The prime minister has not yet entered into discussions with NHS bosses over pay rises sought by health unions since July, according to the Royal College of Nursing (RCN).
Earlier this year, health secretary Matt Hancock pledged that he would “fight” to ensure nurses were given a “fair reward” for their work - yet this group were excluded from NHS pay rises announced by the Treasury in July.
In a virtual speech set to be delivered today to the RCN’s annual conference, Dame Donna Kinnair is set to call on the government to “pay us fairly for the tough job we do”.
Dame Donna will also tell the conference that the pandemic has demonstrated the complexities of modern nursing to a wider audience while “shattering” outdated perceptions of nursing as a vocation for women.
To coincide with the speech, the RCN is releasing its formal submission to the government’s anticipated Comprehensive Spending Review next month. The document sets out the moral, political and economic case for a 12.5 per cent pay rise for NHS nursing staff.
“The public’s support for nursing staff this year has been incredible. They displayed it in their millions every Thursday evening for months. It was heartening for our members and all key workers to know they had the public’s support and appreciation. Many told me they felt buoyed by it,” Dame Donna will say.
“The clapping by politicians was fine too until it sounded all too hollow. Back in the summer, we asked Boris Johnson to start talking to us about a fair pay rise. And do you know what he said? Absolutely nothing. Not even the courtesy of a reply, from the Prime Minister, to 14 health unions asking him to bring forward pay discussions.

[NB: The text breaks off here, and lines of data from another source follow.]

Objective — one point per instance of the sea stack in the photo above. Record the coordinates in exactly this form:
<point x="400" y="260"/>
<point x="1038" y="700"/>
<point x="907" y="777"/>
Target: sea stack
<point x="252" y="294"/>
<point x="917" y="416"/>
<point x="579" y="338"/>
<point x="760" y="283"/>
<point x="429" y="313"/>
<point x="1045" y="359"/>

“Some of his colleagues tried to tell us we’d just had a rise. One even said there were other priorities.
“Before they get any ideas this winter, I have something simple to say to Boris Johnson. We don’t want claps, or medals or pin badges – this time, just pay us fairly for the tough job we do.”
The comments come as Sir Simon Stevens, the chief executive of NHS England, warned of the strain facing the NHS after a “disturbing” increase in coronavirus infection rates and hospital admissions.
Speaking at a virtual conference of NHS leaders, Sir Simon warned the numbers of patients in hospital had increased from a few hundred a month ago to almost 3,000 on Wednesday.
He told hospital leaders an “agile” local response would be needed, adding that 2020 had “without doubt been the most challenging year in the history of the national health service”.